Re: Orthographies using ZWNJ (was: Displaying control characters)

From: Asmus Freytag (
Date: Sun Jul 22 2007 - 16:48:10 CDT

  • Next message: Behnam: "Re: [hebrew] Re: Karaite manuscript"

    On 7/22/2007 11:47 AM, Philippe Verdy wrote:
    > Asmus Freytag wrote:
    >>> If this is something else, which options do we have to explicitly mark
    >>> syllable breaks without ligatures, with or without a visible hyphen?
    >>> What will happen with joining scripts (i.e. Arabic, Devanagari...) or
    >>> cursive styles of alphabetic scripts? Does a prohibition of ligature also prohibit the usual joining?
    >> If you had read the standard, before creating your own alternate
    >> reality, you wouldn't need to ask that question. The role of ZWNJ in
    >> joining is explicitly described.
    > You don't need to rant about my reading of the standard. I have said in my
    > message that ZWNJ was used to control ligation/joining during rendering. I
    > spoke about something else.
    I still believe that you can find the answer to that particular question
    in the standard.
    > You affirm that Unicode does not encode syllable breaks but it's completely
    > wrong. SHY is a perfect example of an explicit syllable break.
    Before you claim that some statement is "completely wrong" it's best to
    be clear about what the statement actually contained. I had written:

    "There is no 'syllable delimiter' in Unicode. "

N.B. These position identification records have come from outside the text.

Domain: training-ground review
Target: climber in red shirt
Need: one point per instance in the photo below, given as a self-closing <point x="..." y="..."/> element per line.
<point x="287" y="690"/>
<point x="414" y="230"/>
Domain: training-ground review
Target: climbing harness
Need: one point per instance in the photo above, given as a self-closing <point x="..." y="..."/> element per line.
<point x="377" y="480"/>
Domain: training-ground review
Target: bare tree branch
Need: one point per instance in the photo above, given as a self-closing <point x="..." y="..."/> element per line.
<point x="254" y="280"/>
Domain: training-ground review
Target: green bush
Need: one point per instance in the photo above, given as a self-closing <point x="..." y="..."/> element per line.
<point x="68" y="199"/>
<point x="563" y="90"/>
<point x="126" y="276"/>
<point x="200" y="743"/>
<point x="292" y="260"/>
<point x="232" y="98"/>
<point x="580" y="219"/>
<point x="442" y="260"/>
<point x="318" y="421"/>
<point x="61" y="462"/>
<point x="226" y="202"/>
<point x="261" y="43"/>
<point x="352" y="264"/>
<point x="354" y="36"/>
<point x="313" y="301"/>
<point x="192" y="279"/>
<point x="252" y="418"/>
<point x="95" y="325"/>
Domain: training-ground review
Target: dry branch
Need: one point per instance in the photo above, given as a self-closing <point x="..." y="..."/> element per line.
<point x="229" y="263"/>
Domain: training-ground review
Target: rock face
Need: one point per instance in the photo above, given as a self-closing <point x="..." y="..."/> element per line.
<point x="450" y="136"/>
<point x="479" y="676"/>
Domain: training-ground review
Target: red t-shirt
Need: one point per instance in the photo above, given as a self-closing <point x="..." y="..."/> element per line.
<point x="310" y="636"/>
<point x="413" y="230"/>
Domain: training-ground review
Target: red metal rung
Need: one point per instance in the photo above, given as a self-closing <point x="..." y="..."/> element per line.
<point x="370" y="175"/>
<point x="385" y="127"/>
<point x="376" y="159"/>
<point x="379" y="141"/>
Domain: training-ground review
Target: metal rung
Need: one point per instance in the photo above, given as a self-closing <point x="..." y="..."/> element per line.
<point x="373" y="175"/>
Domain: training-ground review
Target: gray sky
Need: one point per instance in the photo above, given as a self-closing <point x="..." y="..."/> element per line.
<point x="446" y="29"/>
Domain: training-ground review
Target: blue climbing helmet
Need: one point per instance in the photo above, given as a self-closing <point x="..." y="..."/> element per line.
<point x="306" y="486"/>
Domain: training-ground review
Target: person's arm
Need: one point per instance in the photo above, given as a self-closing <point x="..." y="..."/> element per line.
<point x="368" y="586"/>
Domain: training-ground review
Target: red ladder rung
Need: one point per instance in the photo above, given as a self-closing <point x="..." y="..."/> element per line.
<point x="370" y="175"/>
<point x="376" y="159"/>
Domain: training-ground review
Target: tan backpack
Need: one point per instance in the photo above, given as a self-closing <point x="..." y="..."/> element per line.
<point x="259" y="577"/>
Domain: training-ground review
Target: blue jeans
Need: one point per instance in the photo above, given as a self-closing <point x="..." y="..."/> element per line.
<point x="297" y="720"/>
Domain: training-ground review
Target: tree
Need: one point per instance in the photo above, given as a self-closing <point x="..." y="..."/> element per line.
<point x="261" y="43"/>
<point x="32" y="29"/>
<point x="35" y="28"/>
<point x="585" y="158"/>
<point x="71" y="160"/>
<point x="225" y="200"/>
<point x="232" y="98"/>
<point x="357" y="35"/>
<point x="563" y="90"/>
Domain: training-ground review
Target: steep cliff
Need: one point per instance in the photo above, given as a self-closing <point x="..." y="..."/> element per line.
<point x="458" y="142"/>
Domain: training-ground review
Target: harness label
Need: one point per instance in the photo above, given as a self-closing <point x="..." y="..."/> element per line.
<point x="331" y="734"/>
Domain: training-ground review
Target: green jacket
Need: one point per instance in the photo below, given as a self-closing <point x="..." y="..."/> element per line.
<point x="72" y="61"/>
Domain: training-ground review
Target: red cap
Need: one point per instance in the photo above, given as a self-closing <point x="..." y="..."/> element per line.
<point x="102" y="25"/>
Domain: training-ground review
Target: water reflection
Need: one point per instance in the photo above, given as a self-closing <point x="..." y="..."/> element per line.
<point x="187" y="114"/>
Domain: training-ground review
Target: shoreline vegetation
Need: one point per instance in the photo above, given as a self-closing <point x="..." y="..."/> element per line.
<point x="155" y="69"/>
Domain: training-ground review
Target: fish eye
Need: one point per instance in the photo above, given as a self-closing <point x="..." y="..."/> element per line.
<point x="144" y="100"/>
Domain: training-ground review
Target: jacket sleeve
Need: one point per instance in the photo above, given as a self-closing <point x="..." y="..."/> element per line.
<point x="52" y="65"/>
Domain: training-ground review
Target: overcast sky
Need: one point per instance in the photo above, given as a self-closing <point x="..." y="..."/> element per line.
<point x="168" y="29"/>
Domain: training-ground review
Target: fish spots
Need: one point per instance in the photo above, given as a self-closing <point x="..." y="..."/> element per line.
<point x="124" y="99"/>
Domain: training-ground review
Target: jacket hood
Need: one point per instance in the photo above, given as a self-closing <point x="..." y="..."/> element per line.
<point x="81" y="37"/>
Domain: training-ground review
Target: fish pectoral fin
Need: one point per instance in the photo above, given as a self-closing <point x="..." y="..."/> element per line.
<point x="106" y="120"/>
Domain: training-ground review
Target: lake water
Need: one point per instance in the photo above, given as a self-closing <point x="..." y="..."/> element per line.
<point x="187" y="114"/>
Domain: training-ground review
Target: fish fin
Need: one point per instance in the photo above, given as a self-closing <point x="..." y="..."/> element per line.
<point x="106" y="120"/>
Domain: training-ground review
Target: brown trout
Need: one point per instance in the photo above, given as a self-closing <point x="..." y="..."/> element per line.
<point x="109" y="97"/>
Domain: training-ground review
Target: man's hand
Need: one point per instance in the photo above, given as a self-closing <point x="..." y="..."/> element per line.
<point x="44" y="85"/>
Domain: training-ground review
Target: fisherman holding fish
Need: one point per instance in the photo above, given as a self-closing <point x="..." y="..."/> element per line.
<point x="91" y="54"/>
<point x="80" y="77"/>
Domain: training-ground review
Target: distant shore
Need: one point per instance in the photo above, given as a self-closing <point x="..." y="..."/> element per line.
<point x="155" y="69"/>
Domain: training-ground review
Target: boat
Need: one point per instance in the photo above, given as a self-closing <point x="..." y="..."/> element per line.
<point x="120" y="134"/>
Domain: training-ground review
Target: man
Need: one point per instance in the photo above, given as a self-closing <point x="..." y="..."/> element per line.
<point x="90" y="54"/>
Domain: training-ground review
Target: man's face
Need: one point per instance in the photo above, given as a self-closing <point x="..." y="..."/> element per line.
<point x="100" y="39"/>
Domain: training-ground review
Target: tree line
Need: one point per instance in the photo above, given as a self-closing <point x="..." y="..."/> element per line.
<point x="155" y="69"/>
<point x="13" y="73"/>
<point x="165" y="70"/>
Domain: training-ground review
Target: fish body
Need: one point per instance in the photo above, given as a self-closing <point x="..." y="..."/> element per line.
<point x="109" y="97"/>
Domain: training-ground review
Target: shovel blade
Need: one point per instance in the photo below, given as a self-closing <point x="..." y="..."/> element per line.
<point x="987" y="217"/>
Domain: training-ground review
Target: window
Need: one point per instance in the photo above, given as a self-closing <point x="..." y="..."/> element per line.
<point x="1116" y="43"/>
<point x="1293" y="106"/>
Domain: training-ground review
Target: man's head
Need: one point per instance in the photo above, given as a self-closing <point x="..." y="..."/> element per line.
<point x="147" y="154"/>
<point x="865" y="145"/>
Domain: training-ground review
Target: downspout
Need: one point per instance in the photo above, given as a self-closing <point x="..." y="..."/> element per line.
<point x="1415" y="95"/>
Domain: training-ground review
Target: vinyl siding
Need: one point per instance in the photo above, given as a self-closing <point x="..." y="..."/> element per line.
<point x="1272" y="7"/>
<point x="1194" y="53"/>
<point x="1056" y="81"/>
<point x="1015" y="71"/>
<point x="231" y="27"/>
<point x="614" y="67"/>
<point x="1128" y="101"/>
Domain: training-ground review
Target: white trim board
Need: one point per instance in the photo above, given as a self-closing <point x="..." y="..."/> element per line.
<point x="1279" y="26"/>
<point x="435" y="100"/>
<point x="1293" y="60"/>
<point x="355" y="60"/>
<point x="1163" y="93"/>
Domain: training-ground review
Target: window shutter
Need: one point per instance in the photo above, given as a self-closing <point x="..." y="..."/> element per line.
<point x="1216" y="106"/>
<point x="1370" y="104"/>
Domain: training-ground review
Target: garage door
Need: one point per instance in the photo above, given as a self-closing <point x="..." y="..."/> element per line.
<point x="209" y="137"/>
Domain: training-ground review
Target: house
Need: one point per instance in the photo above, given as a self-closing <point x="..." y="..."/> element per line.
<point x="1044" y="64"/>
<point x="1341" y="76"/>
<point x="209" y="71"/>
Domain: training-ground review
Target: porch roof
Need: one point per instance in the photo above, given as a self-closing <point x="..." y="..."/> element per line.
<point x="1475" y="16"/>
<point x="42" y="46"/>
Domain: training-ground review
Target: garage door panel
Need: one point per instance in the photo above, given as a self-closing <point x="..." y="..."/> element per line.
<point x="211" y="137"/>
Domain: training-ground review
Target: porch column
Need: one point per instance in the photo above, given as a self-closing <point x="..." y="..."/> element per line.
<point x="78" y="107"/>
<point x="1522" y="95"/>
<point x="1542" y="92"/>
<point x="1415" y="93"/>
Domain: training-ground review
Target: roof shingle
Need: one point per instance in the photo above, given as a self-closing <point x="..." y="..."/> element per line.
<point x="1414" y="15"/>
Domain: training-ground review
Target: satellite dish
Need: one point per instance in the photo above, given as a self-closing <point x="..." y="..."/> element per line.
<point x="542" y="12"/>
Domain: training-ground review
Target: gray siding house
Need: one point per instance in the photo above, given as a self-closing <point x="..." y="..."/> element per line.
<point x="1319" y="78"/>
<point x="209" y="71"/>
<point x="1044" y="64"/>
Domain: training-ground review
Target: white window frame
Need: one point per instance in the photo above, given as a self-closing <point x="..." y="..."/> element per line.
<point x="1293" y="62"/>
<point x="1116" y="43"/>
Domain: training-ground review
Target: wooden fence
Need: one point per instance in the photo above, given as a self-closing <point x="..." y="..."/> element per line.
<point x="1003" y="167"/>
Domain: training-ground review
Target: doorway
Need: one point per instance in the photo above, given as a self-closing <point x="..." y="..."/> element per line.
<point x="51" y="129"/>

    While the SHY often appears at a syllable boundary, it's function is not
    to mark syllables, but to mark places where a word may be split during
    line breaking. I believe, it is not difficult to come up with examples
    of syllable boundary that should not be used for line breaking. Placing
    an SHY at those locations, while syllable boundaries, would be a mistake.

    Therefore, my statement stands: no character in Unicode is dedicated to
    be a syllable delimiter.
    > I was speaking about the effect of combining or detaching the effect of
    > syllable breaks and ligatures. My question is still not answered.
    > What I have seen is that the presence of a word joiner really prevents a
    > ligature, although it is not specified anywhere;
    That's an implementation shortcut, but, as you correctly state, not
    something you should rely on, as it's not sanctioned in the standard.
    > and if it is used as an
    > invisible syllable break (which will never be rendered as a hyphen if a line
    > break occurs) for compound words that are normally not separated by space or
    > hyphen, but that may still be split if needed on line boundaries,
    Now this is 'completely wrong'! A Word Joiner, by definition, prevents
    line breaks. So, if you place one between two syllables they may *not*
    be split if needed on line boundaries. In Unicode 5.0, this behavior is
    > I think
    > it's normal that it prevents the formation of a ligature.
    The reason it does has nothing to do with the argument you just
    presented (as it is based on a faulty premise). The reason is that
    ligature formation is based on more or less mechanical lookup of pairs
    or triplets, and if a WJ is not filtered, it will disrupt the lookup.
    The only character sanctioned for this purpose is ZWNJ.
    > Now the question remains: what is the effective difference between WJ and
    > ZWNJ? I can't see any, both on the morphological analysis side, and on the
    > rendering side.
    This question does not remain - the differences are obvious and well
    specified in the text of Unicode 5.0.
    > If WJ is not expected to break a ligature, this should be specified so that
    > ZWNJ will be used explicitly to control that (WJ will still be used to
    > control word breaks, mostly in scripts that have no required word separation
    > by spaces or other punctuation marks)
    > I saw this concern when replying to the message sent by Karl Pentzlin
    > speaking about the compound word "Schilfinsel" (i.e. "Schilf" + "Insel"
    > without a "fi" ligature), that he wants to encode as "Schilf<ZWNJ>insel",
    > where the absence of ligature is expected to really mark the internal
    > syllable break.
    Karl is entirely correct. German orthography disallows ligation in such
    situations, and the UTC decided to give the ZWNJ the role of ligature
    preventer based on this case (and similar cases in other languages).
    > German compound words (in my opinion) contain mor than just a rendering hint
    > (ZWNJ) and WJ is certainly more significant to say that. So there are two
    > situations when an author is tuning the rendering of the text and uses a
    > hyphenation algorithm to mark explicitly where syllable breaks will occur:
    > (1) Either the syllable break is wanted and expected here, so he
    > will insert a SHY between the two parts of the word; but SHY still does not
    > prevent a ligature, so he will need BOTH ZWNJ (against the "fi" ligature)
    > and SHY after it: the resulting string will be "Schilf<ZWNJ><SHY>insel";
    There is no question, the sequence you give should render and line break
    correctly in a fully conformant implementation.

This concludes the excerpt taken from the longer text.